Is anyone from the board going to be in attendance?

Maryland Reptile Farm - Shows

What is this show usually like? I've only ever been to Hamburg... should I show up early or else face the long wait of doom like Hamburg?

Thanks!


----------



## mydumname (Dec 24, 2004)

The havre de grace show I believe?

Its smaller. You wont have to get there early. There are a lot of tolls getting to md and back tho.


----------



## carola1155 (Sep 10, 2007)

Thanks for the reply.

Yes, the Havre De Grace show... I'm actually heading down to Baltimore for the weekend and swinging by Sean Stewart's to pick up some frogs so I figured I could stop by the Reptile Show on my way down to scope it out and maybe pick up some tanks and/or supplies.


----------



## mydumname (Dec 24, 2004)

I did the same back in december....show followed by seans...ha. have fun.


----------



## dartsami (Oct 30, 2006)

carola1155 said:


> Thanks for the reply.
> 
> Yes, the Havre De Grace show... I'm actually heading down to Baltimore for the weekend and swinging by Sean Stewart's to pick up some frogs so I figured I could stop by the Reptile Show on my way down to scope it out and maybe pick up some tanks and/or supplies.
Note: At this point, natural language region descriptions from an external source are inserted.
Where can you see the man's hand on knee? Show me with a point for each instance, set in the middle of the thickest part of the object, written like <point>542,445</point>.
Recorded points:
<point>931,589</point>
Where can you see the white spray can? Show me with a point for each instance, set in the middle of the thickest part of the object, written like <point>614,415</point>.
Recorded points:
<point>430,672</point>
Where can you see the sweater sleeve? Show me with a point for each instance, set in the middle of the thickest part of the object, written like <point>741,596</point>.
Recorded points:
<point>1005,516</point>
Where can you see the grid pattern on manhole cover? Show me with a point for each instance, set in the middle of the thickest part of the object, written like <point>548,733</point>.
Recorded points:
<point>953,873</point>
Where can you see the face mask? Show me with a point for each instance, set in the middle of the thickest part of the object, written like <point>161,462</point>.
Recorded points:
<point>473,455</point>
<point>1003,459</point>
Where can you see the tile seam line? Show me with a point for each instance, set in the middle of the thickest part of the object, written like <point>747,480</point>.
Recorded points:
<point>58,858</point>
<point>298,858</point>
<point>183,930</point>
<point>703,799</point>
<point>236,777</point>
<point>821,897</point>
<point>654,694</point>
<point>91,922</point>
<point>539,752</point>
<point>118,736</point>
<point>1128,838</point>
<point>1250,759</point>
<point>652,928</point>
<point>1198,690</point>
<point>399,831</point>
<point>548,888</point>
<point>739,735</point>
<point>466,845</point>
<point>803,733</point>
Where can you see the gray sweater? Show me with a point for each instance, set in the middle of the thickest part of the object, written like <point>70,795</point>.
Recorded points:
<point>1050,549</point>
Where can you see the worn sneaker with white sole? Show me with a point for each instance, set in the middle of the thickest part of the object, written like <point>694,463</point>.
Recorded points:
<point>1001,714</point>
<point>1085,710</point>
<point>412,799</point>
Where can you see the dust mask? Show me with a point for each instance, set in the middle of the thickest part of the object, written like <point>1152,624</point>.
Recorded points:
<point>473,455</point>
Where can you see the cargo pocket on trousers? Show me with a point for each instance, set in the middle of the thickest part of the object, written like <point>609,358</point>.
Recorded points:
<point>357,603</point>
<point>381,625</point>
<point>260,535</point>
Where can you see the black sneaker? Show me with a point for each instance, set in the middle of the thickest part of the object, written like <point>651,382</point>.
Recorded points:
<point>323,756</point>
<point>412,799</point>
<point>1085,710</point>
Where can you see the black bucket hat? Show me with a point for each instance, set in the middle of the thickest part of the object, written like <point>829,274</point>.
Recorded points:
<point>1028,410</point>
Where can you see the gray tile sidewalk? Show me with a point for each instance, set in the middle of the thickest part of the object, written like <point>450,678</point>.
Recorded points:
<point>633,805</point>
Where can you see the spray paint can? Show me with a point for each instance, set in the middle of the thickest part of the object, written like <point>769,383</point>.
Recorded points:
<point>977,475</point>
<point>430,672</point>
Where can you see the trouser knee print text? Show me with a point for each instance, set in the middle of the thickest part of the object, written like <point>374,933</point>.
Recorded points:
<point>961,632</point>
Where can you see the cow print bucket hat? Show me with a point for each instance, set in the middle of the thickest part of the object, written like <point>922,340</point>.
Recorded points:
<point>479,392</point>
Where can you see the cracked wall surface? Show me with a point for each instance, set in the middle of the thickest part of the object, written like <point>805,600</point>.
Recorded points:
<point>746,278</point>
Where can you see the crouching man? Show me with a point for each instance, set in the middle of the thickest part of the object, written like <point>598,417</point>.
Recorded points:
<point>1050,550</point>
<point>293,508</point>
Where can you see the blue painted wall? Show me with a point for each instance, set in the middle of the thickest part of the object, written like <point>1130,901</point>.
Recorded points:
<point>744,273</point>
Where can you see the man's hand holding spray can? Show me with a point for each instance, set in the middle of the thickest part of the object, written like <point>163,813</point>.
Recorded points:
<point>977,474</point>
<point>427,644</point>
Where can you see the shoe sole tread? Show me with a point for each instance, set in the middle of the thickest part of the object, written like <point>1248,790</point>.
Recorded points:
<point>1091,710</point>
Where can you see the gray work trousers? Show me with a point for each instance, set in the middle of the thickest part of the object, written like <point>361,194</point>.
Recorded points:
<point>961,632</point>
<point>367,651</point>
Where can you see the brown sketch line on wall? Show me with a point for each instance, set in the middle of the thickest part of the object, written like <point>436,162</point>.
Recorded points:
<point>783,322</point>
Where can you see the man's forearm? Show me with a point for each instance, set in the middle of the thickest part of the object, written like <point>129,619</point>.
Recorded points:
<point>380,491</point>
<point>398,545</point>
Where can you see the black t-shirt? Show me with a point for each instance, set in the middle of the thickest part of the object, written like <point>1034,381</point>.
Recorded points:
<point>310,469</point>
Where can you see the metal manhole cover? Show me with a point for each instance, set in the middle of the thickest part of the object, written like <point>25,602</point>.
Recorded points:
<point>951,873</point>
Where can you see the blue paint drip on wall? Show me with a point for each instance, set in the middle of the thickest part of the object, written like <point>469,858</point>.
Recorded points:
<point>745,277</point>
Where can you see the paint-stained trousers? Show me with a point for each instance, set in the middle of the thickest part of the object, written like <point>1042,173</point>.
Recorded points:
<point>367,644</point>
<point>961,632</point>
Stop by and Say Hi. I will be there vending.


----------



## carola1155 (Sep 10, 2007)

Awesome! What is the plant selection usually like there? I'm working on a couple new tanks... I need plants and some driftwood


----------



## dartsami (Oct 30, 2006)

carola1155 said:


> Awesome! What is the plant selection usually like there? I'm working on a couple new tanks... I need plants and some driftwood


Not too much on plants, but its a great place to buy dry goods, tanks, etc. Prices are better than any pet store around. It is a pretty small show.

I will have CV imitators, varadero and patricia, FF's Springtails, and woodlice.


----------